With deliberation she pulled the lovers from the deck and laid it on the table face down. A moment later she flipped the card, revealing two fools balanced on a single precipice together, drawn in the same style and colors as her deck. Even the twinned fool’s faces and his… their little guardian dogs were the same in every detail.
“What sorcery is this?” She demanded sharply. “How did you bewitch my cards?”
“Look again, your cards are unchanged. The problem is probability and the effect of so much divine presence, gathered in a closed and damaged world.” He chuckled madly and shook his head.
“At least six deities and fae are peeping in on us right now, probably a few more that are just better at being sneaky, as well. We’re the most popular show in the divine realm.”
“He’s mad, right?” Sarah asked the big red haired man. He seemed the most sensible of the lot, at least he hadn’t done anything odd yet.
“Oh, yeah, he’s nuts, completely insane. Barking mad, a mooncalf, deranged, unhinged, the very definition of a lunatic…” The big man nodded firmly.
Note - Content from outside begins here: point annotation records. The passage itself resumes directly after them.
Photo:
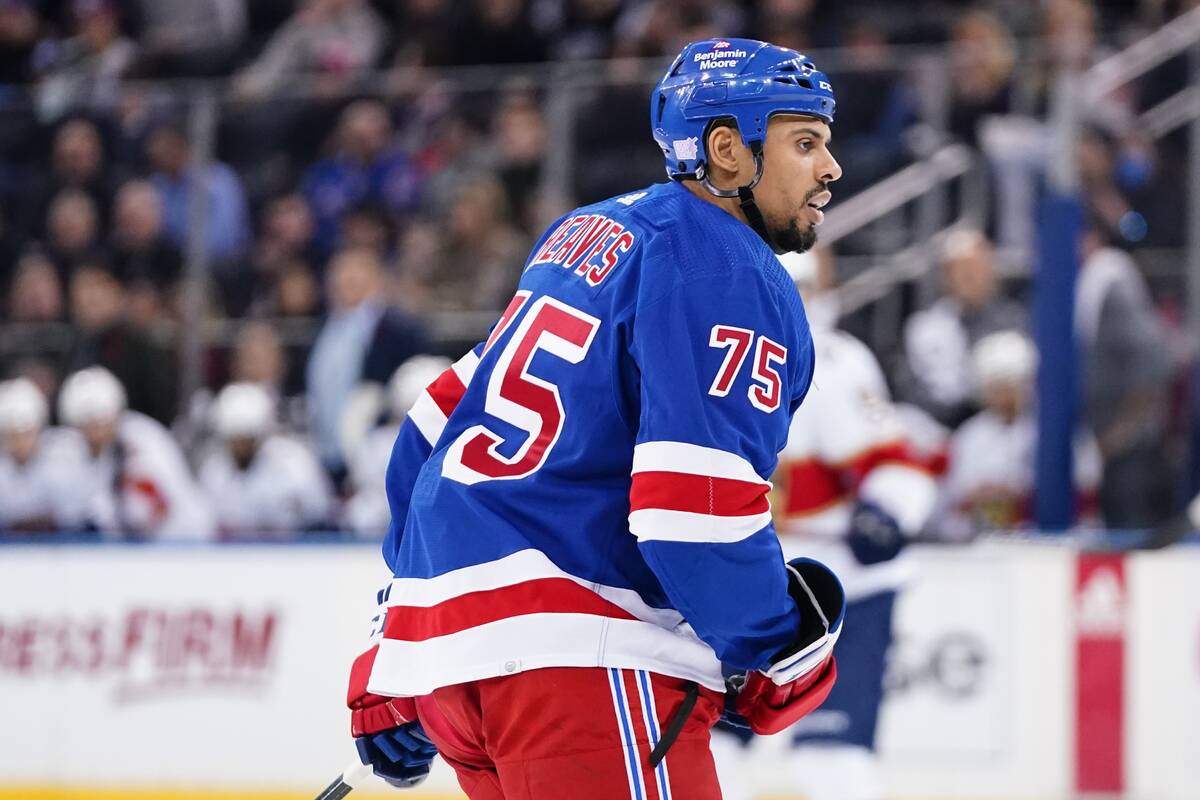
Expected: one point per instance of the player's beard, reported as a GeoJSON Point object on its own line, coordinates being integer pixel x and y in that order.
{"type": "Point", "coordinates": [797, 236]}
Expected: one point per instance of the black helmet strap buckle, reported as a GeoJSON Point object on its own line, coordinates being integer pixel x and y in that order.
{"type": "Point", "coordinates": [745, 194]}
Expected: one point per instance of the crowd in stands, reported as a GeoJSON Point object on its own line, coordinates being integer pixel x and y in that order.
{"type": "Point", "coordinates": [366, 174]}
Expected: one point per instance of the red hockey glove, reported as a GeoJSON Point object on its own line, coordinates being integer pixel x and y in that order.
{"type": "Point", "coordinates": [769, 708]}
{"type": "Point", "coordinates": [373, 713]}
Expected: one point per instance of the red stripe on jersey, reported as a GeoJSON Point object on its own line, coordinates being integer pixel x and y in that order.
{"type": "Point", "coordinates": [539, 596]}
{"type": "Point", "coordinates": [893, 452]}
{"type": "Point", "coordinates": [811, 486]}
{"type": "Point", "coordinates": [447, 391]}
{"type": "Point", "coordinates": [149, 489]}
{"type": "Point", "coordinates": [720, 497]}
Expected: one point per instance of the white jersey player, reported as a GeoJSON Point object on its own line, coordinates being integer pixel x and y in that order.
{"type": "Point", "coordinates": [258, 481]}
{"type": "Point", "coordinates": [851, 492]}
{"type": "Point", "coordinates": [367, 512]}
{"type": "Point", "coordinates": [989, 480]}
{"type": "Point", "coordinates": [41, 469]}
{"type": "Point", "coordinates": [137, 476]}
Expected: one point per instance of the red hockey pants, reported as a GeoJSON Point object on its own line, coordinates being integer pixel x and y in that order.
{"type": "Point", "coordinates": [574, 734]}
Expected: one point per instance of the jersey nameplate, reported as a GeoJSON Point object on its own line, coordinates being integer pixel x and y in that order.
{"type": "Point", "coordinates": [588, 244]}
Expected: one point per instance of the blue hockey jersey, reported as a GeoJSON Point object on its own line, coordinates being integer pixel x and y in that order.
{"type": "Point", "coordinates": [588, 487]}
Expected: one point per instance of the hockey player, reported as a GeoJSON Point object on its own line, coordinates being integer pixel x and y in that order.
{"type": "Point", "coordinates": [40, 468]}
{"type": "Point", "coordinates": [851, 495]}
{"type": "Point", "coordinates": [989, 481]}
{"type": "Point", "coordinates": [258, 481]}
{"type": "Point", "coordinates": [366, 512]}
{"type": "Point", "coordinates": [137, 477]}
{"type": "Point", "coordinates": [581, 535]}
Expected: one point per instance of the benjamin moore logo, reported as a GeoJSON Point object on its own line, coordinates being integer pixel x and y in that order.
{"type": "Point", "coordinates": [148, 651]}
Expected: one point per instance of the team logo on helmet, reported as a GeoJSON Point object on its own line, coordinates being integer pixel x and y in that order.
{"type": "Point", "coordinates": [687, 148]}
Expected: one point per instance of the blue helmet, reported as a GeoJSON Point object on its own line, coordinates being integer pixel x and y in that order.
{"type": "Point", "coordinates": [743, 78]}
“He’s also an expert in divine magic, witchcraft and demon slaying.”
“Aww… Thanks Tallum. That was really nice, except for that whole first part!” Gary arched an eyebrow at the red haired giant and grinned. “Sanity is for babies.”
“I like your papa… Ward boys. He’s a lot like king papa!” Daisybelle declared from Gandree’s lap. She’d resumed her preferred seat as soon as Sarah finished with his reading, since he was still looking frazzled and upset.
“Settle down, lover love. These crazy people are alright.” She murmured warmly in his ear.
“I think I need some fresh air.” The dwarf lad mumbled, as he struggled his way out from under the clingy goblin girl and made his way through the crowd and headed for the door. “I’ll be in the garden.” He whispered in Daisybelle’s ear as he left.
“Let him go, Daze.” Sarah murmured to the green girl. “He has a lot to think about, so do I...”
#
In a dim and murky corner of the endless realm of the divine, amid darkly curling mists, shadowed forests and deep, trackless swamps, an ancient crone sat on her front stoop, carefully sculpting a bauble.
She’d found it drifting in the mists of the dryad’s forest and spirited it away on impulse. A mortal soul, dead but strangely, undying.
It was a troll’s essence; a sad, weak, pitiful thing, barely sentient and hardly worth noticing otherwise, but somehow it remained viable, long after its mortal body had perished beyond all recovery.
She toyed with the malleable and stretchy thing, it had hardly any identity or sense of agency, but it was still nearly alive and almost conscious. “Ticklefoot? What an odd name…” She murmured happily. “Let’s see what we can make from you.”
She glared at the surrounding woods sourly, when her hut began to cluck and squawk, darting around the clearing on its four long chicken legs, jostling the aged witch and bouncing her around.
“Who dares enter my domain?” She demanded, her voice shrill and crackling with fury.
“The one you stole that shiny toy from, Baba Yaga.” Ward whispered angrily, as he stepped from the shadow of her own hut, setting it to scampering around in an undignified manner once more.
“Give it back and perhaps I’ll forget your lapse in judgement. Toying with mortal souls is taboo, as we have been sharply reminded recently.”
“It’s still only a goblin, hardly worth bothering with, even if it has become a troll.” She whined. “I just wanted to pull it apart and find out how it became undying.”
“And if some more potent being decided to pull you apart to see what makes you immortal, would that be acceptable?” He asked gently.
“Piffle!” She snorted. “I’m the eternal witch of the deep woods! Who could pull me apart?”
“Who indeed?” The tall, black clad god asked sweetly. “Return it.”
Despite her bravado and posturing she handed the tiny, glowing orb back without further complaints… at least, none she voiced.
Ward sighed sadly, as he made his way back to the dryad forest, idly toying with the shining soulstuff, spinning it out on a silver thread and reeling it back, whistling gaily as he went along.
“I wonder...” He mused aloud at the gleaming handful of rainbows. “Figgy, darling… I’ll be back. I need to visit the Devourer of Souls for a bit.” He called into the forest.